LEE, C.J., IRVING AND GRIFFIS, P.JJ., BARNES, ISHEE, CARLTON, MAXWELL, RUSSELL AND FAIR, JJ., CONCUR.. The three consolidated appeals followed our opinion in Public Employees' Retirement Service v. Lee, 23 So.3d 528 (Miss.Ct.App.2009). In that case, internally designated as 2008-SA-0627, we reversed the circuit court's decision to deny PERS's motion to file an out-of-tíme appeal of the circuit court's conclusion that Lee was entitled to duty-related benefits. Id. at 532 (¶ 11). For brevity's sake, it should suffice to say that PERS prematurely filed 2009-SA-1630. PERS subsequently filed the appeal setting this opinion into motion.

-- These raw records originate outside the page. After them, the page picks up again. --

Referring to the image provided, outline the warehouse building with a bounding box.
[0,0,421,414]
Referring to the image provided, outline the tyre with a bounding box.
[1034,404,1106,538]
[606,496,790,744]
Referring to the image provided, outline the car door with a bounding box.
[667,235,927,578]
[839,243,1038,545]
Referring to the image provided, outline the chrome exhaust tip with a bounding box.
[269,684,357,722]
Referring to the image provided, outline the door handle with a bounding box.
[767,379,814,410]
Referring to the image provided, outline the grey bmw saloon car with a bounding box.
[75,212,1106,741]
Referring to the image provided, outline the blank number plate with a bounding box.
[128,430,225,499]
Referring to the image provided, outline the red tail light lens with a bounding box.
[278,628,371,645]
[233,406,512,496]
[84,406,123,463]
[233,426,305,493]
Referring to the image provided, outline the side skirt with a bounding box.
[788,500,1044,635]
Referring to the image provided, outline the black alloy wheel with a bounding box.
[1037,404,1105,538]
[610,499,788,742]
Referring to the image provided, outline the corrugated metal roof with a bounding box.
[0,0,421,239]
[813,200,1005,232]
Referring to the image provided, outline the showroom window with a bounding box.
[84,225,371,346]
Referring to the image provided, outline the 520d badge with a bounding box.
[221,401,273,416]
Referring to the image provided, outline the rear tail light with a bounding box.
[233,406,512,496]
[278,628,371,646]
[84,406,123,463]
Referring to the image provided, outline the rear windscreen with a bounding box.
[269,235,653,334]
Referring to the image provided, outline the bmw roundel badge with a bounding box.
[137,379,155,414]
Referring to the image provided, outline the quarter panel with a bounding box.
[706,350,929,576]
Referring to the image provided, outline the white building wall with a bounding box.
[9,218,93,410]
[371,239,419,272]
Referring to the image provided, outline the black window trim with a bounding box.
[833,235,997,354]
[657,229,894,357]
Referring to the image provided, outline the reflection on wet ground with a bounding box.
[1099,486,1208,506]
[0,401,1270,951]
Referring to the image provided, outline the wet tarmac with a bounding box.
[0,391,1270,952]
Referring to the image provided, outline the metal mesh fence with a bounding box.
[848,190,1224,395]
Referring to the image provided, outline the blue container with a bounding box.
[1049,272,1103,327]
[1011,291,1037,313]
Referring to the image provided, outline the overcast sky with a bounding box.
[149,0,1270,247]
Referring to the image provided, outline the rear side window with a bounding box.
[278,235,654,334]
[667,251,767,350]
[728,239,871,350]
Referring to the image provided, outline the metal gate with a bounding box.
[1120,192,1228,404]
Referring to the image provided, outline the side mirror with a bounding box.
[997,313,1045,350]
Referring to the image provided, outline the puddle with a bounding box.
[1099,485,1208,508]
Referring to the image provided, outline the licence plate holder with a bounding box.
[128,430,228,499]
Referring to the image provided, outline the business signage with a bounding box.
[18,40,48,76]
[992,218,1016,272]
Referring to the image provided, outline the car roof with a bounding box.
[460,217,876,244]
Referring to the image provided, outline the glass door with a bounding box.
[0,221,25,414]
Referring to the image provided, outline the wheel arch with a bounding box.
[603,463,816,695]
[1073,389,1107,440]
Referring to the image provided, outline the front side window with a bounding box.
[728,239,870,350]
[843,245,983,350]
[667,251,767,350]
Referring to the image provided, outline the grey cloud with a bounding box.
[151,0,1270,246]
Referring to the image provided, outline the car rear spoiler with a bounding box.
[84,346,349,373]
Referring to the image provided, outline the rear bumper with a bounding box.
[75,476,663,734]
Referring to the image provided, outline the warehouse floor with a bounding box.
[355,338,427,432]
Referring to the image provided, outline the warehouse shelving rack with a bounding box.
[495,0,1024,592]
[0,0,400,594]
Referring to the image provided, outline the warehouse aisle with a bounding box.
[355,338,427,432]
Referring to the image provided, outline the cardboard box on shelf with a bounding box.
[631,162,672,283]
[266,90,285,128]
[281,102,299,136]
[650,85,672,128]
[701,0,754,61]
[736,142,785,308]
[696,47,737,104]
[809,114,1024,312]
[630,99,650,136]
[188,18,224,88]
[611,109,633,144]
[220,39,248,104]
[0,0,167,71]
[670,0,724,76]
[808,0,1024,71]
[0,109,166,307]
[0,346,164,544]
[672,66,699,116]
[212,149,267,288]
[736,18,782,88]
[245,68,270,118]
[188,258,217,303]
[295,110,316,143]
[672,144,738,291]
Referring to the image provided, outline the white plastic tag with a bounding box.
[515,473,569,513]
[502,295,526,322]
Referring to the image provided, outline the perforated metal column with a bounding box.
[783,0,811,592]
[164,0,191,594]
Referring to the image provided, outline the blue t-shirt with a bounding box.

. The parties’ briefs refer to "Dr. Collum," but they do not specify this physician's first name. As best we can tell, the parties are referring to Dr. Thomas Cullom III, a neurosurgeon who practices in Flowood, Mississippi.
. According to the DAC’s proposed findings of fact and conclusions of law, Lee preferred to obtain duty-related disability benefits based on an unspecified tax benefit above regular disability benefits.